OK, Serge-fucker, WHERE did you think the crocodile skins came from? Scraping Jeanne Moreau's feet?
That scaly stuff shined up and dyed red and made into a bag came from once-living baby crocs!
An irony here is that these fucking fashion bags are made in the monkey country of ZIMBABWE.
Yes, the same disgusting country where Cecil the Lion was skewered and then shot.
ZIMBABWE, we are all supposed to care about. Ooooh, the blacks. Oooooh, the poor Africans. Let's help their economy so that while they breed like rabbits, they might not have quite the savage inclinations to be POACHERS and EBOLA-SPREADERS and PLAY PROCOL HARUM TERRORIST GAMES and be PIRATES HIJACKING SHIPS ALONG THE COAST and STRANGLE AND NEARLY KILL PHIL OCHS and SCARE THE SHIT OUT OF MCCARTNEY...etc. etc. etc.

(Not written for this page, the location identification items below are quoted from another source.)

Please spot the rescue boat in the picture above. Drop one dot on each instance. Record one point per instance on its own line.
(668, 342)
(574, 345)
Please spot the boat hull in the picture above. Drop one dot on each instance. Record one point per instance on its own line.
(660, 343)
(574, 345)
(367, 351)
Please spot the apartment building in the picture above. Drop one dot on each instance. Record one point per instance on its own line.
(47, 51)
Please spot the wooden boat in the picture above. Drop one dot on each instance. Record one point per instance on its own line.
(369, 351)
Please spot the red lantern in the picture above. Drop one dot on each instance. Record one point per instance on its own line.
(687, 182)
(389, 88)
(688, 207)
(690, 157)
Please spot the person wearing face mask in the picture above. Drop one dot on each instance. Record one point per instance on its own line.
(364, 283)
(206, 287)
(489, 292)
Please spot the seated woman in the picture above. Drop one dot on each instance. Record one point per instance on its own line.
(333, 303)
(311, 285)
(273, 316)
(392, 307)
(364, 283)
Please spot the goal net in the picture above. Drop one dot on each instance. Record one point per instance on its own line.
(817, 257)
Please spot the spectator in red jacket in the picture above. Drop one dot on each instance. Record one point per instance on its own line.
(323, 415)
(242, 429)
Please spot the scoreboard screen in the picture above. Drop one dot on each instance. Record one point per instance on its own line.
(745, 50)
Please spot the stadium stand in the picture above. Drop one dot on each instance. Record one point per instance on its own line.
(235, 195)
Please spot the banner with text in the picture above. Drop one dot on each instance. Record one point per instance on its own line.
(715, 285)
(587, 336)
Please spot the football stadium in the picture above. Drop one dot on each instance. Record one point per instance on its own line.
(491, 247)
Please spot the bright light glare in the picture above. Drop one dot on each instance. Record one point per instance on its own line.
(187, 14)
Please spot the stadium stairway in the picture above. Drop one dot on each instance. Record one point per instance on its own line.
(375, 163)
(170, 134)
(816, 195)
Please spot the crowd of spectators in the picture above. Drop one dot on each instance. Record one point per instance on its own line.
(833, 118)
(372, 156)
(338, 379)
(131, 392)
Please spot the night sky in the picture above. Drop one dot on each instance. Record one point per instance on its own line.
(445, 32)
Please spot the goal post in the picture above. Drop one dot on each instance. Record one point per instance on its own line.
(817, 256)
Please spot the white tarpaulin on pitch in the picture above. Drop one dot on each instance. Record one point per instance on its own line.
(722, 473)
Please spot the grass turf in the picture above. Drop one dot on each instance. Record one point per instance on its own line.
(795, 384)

Birkin no longer wants her name on these bags. Will some Kuntrashian endorse 'em instead? Will ZIMBABWE complain that chaperoned lion kills, crocodile farming and other atrocious acts are actually GOOD things? Well, the ZIMBABWE bastards are already saying that the death of Cecil the Lion was just an unfortunate incident, but Great White Hunters coming over and taking out some old tigers, lions, elephants or other animals is GREAT. Hell, the animals are gonna die anyway, and ZIMBABWE makes money.
Just not enough to be a civilized country.